Il était une fois une rescapée
“J’ai écrit ce livre comme une thérapie, dans le sens d’une écriture qui se veut libératrice de la douleur”, nous confie Orna Baziz à l’autre bout du fil, depuis Jérusalem où elle s’est installée en 1962, deux ans après la tragédie d’Agadir.
Devenue chercheuse et critique littéraire, elle n’oublie rien de sa ville natale, et se donne pour mission de commémorer tout au long de sa vie les disparus et victimes de la nuit du 29 février 1960.
En 2008, elle publiait un ouvrage en hébreu, Hagadat Agadir, similaire aux Récits d’une rescapée, à l’exception d’une impersonnalité de ton qui disparaît dans le second récit.
“J’ai remodelé toute l’écriture, et je me suis plongée en profondeur dans l’histoire marocaine”
“Hagadat Agadir était un travail de recherche, qui se concentre sur la communauté juive d’Agadir qui a vécu le tremblement de terre”, précise l’auteure.

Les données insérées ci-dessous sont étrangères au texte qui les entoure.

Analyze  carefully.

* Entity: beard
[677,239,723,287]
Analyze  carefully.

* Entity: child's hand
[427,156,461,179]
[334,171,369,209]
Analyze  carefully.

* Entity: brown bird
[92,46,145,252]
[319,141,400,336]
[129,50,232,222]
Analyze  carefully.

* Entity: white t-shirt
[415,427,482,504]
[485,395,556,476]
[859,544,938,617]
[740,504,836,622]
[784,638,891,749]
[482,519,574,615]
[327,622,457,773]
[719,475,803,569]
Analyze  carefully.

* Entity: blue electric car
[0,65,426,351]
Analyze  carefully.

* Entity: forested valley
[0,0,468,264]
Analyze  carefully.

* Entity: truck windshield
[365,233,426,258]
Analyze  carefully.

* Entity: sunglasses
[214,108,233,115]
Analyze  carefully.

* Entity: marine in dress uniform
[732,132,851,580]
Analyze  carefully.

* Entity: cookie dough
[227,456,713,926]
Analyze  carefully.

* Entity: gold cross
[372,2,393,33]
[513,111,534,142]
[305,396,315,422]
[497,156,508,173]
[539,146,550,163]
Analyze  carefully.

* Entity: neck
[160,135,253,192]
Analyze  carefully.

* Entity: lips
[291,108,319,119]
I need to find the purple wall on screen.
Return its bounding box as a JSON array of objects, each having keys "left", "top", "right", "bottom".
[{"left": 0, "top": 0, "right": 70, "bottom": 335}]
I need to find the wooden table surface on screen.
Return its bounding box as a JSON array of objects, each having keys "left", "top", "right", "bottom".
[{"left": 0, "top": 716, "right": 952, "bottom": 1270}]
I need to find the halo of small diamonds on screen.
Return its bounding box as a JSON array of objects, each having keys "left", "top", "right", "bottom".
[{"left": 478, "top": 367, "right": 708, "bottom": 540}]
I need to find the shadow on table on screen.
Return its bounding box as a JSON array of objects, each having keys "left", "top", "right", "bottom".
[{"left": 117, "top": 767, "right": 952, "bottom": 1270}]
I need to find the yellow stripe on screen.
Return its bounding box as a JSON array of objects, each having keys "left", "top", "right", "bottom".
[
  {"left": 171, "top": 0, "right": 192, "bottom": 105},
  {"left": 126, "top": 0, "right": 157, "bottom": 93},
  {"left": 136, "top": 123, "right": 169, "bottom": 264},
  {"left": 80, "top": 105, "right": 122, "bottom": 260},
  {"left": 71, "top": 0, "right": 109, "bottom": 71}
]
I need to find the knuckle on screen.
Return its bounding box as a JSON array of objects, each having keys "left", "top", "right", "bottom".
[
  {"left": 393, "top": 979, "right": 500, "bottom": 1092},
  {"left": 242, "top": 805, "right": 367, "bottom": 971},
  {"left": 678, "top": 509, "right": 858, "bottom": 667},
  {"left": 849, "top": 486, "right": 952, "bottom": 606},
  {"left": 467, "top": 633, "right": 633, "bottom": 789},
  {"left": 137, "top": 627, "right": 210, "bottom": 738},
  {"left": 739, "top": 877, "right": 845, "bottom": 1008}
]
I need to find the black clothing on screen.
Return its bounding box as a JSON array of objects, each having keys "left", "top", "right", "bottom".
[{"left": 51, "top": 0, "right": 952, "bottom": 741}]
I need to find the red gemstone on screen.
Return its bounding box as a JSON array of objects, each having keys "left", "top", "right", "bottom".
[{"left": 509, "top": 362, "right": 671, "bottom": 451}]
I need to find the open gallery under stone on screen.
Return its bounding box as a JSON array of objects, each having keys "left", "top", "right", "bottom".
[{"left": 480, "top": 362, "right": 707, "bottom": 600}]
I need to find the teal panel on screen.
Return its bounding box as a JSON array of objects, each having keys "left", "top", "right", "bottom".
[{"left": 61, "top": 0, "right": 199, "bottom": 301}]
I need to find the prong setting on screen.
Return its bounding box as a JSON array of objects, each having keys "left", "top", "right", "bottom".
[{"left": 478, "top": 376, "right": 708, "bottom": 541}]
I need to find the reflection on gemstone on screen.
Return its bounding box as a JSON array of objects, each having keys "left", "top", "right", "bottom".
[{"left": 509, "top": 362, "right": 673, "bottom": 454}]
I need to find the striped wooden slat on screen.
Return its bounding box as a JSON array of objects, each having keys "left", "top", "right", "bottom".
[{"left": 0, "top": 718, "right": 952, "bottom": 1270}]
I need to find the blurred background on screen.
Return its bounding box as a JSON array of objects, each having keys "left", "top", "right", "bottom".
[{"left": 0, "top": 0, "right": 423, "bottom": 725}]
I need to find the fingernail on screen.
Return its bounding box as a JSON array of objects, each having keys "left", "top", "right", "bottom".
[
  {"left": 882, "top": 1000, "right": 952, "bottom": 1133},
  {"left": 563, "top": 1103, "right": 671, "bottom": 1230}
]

À l’approche du 60e anniversaire de la funeste catastrophe qui a endeuillé la vallée du Souss, Orna Baziz veut marquer le coup, après avoir organisé, dix ans plus tôt, un pèlerinage au cimetière juif d’Agadir.
“Je me suis mise à traduire en français Hagadat Agadir, mais j’ai très vite compris qu’il ne s’adressait qu’à un lectorat hébraïque. C’est là où j’ai remodelé toute l’écriture, et où je me suis plongée en profondeur dans l’histoire marocaine”, explique-t-elle, tout en avouant s’être sentie beaucoup plus libre dans cette nouvelle démarche, qui relève plus de l’autobiographie que du rapport scientifique.
Amoureuse du Maroc malgré la douloureuse blessure qu’elle en retient, Orna Baziz se lance dans un travail acharné qui durera neuf mois, au nom de la mémoire.
La mémoire de “tous ceux qui, adultes et enfants, ne se sont pas réveillés de leur sommeil et qui n’ont ni nom ni sépulture”, peut-on lire dans les Récits d’une rescapée.
Dans un premier temps, c’est toute l’histoire d’Agadir, des mythologies grecques et des toutes premières fondations de la ville, à la fin des années 1950, qui est narrée. Un calme avant la tempête ?
“C’est tout un background qui me paraissait pertinent”, répond simplement l’auteure.
Avant d’étayer : “Je voulais faire revivre l’histoire de ma ville natale et de sa convivialité exemplaire entre toutes les communautés. Un modèle qui n’existe nulle part dans le monde aujourd’hui, et qui mérite d’être vanté”.
Agadir ce jour-là
“Je pense que le souvenir d’Agadir m’a été incombé comme un devoir”, nous confie Orna Baziz, comme si elle pensait à voix haute.
Si le journal de bord que la chercheuse fait de la semaine qui a suivi le tremblement de terre est d’une impressionnante précision et s’efforce de n’occulter aucun détail, nul ne peut se vanter de contenir exhaustivement le destin de plus de 40 000 personnes dans le volume d’un pavé.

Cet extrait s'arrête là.